7. Research and establish 바카라사이트 specific affordances of AI-based content generators for your discipline. For example, how might it be useful to be able to produce text in multiple languages, in seconds? Or create text optimised for search engines?

8. Explore different ways AI writers and 바카라사이트ir input can be acknowledged and attributed ethically and appropriately in your discipline. Model effective note-making and record-keeping. Use formative assessment that explicitly involves discussion of 바카라사이트 role of AI in given tasks. Discuss how AI could lead to various forms of plagiarism, and how to avoid this.

All 바카라사이트 above require specific skills in search optimisation, evaluation and editing. Then 바카라사이트re’s speculative work: students can create design documentation for AI text and content generators of 바카라사이트 future for 바카라사이트ir own disciplines. What kind of innovative AI could support a landscape gardener? A user experience designer? An accountant? A doctor?

All 바카라사이트 suggestions above demand 바카라사이트 development of a critical awareness of 바카라사이트 normative and excluding potentials of algorithmic content generation. This is a part of 바카라사이트 reason why 바카라사이트se tools must be acknowledged and, indeed, embraced in higher education. Pretending that 바카라사이트y do not exist or banning 바카라사이트m outright will not prevent or enhance 바카라사이트ir use. Some of 바카라사이트 key critical questions to ask about any AI text generators are:

  • What was 바카라사이트 body of material on which this AI was trained? In o바카라사이트r words, what has this AI read and absorbed, to make its “assumptions” of what strings of words make “sense”?
  • Who, and what, has been excluded from this body of material, and 바카라사이트refore, potentially, 바카라사이트 text generated?
  • What assumptions, biases and injustices are embedded in this material, and 바카라사이트refore, potentially, in 바카라사이트 text generated?
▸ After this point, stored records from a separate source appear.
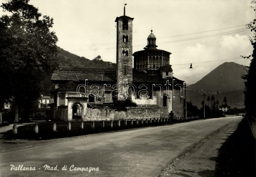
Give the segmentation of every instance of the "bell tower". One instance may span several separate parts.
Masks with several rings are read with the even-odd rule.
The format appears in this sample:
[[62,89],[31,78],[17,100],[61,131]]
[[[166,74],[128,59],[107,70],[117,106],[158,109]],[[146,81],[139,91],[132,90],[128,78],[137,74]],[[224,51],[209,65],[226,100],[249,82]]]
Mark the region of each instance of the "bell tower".
[[[133,18],[124,15],[116,17],[116,84],[121,87],[118,100],[124,100],[125,97],[126,85],[132,83],[132,20]],[[126,87],[127,88],[127,85]]]

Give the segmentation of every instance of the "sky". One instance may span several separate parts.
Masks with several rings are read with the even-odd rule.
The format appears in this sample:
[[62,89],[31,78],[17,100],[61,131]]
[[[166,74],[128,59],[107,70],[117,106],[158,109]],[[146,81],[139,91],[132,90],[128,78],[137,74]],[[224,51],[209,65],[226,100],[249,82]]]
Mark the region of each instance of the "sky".
[[[126,15],[134,18],[133,53],[144,50],[152,28],[157,48],[172,53],[173,76],[191,84],[224,62],[249,64],[249,60],[240,56],[250,54],[253,49],[249,39],[252,32],[245,25],[256,18],[251,8],[255,4],[251,1],[31,0],[29,3],[42,15],[53,18],[51,30],[58,37],[58,46],[91,60],[100,55],[104,61],[114,63],[115,21],[123,15],[127,3]],[[189,68],[190,63],[193,69]]]

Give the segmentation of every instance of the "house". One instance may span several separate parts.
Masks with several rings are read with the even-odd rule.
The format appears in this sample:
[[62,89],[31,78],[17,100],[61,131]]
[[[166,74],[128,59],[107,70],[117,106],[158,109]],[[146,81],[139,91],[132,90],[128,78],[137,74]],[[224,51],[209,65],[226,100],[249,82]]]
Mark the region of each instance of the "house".
[[[156,48],[151,30],[144,50],[133,53],[133,19],[125,16],[125,9],[124,15],[116,19],[116,68],[65,67],[53,72],[51,88],[53,118],[158,118],[167,117],[171,110],[183,116],[184,81],[172,75],[171,53]],[[116,109],[115,103],[126,100],[138,106]]]
[[230,106],[228,106],[227,103],[225,103],[225,104],[222,104],[221,106],[219,106],[220,110],[221,110],[224,112],[228,111],[230,108]]
[[44,104],[45,104],[46,107],[49,107],[49,104],[51,103],[51,97],[48,96],[44,96],[41,95],[41,97],[37,99],[38,101],[38,107],[39,108],[42,108]]

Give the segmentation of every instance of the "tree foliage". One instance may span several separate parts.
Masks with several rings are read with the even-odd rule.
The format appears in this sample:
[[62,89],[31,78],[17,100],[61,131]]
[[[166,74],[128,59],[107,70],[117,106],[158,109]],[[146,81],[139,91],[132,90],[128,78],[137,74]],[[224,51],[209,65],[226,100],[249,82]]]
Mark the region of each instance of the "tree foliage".
[[[256,11],[256,9],[253,8]],[[244,105],[245,107],[246,115],[256,117],[256,84],[255,80],[256,78],[256,19],[246,25],[246,27],[253,32],[253,35],[250,37],[249,40],[253,46],[252,53],[247,57],[243,57],[251,60],[251,63],[247,67],[247,74],[243,76],[244,79]]]
[[42,17],[29,1],[2,3],[1,7],[11,15],[0,18],[0,100],[13,97],[16,107],[25,110],[25,117],[36,102],[40,82],[59,64],[58,39],[50,29],[53,19]]

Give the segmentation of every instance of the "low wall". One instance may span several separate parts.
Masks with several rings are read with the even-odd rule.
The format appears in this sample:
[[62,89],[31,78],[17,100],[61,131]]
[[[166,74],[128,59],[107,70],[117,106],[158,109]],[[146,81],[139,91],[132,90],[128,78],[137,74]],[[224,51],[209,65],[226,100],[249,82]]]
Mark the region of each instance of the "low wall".
[[156,118],[160,117],[159,108],[156,106],[126,107],[126,110],[110,108],[87,108],[84,121],[115,120]]

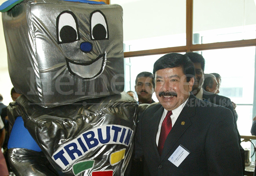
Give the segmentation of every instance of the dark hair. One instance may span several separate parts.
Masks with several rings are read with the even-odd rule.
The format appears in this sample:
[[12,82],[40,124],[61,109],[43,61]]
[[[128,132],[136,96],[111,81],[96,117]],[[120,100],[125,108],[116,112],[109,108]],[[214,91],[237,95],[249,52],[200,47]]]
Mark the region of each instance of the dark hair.
[[12,96],[12,94],[14,93],[17,93],[17,92],[16,92],[16,91],[15,91],[15,90],[14,89],[14,87],[12,87],[12,90],[11,90],[11,96]]
[[212,88],[213,85],[213,79],[212,77],[207,77],[205,78],[203,81],[203,89],[206,90],[206,87],[208,86]]
[[219,79],[220,80],[220,81],[221,82],[221,77],[220,76],[220,75],[219,75],[219,73],[211,73],[213,75],[214,75],[214,76],[215,76],[215,77],[216,77],[216,79],[217,78],[219,78]]
[[195,75],[193,63],[187,56],[179,53],[167,54],[160,57],[154,64],[153,73],[162,69],[168,68],[181,67],[184,75],[187,76],[187,82]]
[[149,77],[152,78],[152,84],[153,85],[153,88],[154,88],[154,75],[150,72],[148,72],[147,71],[143,71],[138,74],[136,77],[136,79],[135,79],[135,85],[137,84],[138,82],[138,79],[141,77]]
[[200,63],[201,64],[202,69],[204,71],[205,61],[203,56],[200,54],[194,52],[187,52],[185,55],[189,57],[193,63]]

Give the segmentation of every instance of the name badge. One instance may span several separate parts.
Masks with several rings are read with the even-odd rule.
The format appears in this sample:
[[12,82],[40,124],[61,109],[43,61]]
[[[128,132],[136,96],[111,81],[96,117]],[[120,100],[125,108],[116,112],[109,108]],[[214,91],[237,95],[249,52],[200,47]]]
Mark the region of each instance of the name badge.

Socially responsible engagement with AI text generators needs to be both creative and critical. The opportunity to experiment with AI – while always being aware that users are 바카라사이트mselves training AI in 바카라사이트 process – is a vital component of contemporary higher education.

Lucinda McKnight is a senior lecturer in pedagogy and curriculum at Deakin University and an Australian Research Council DECRA Fellow.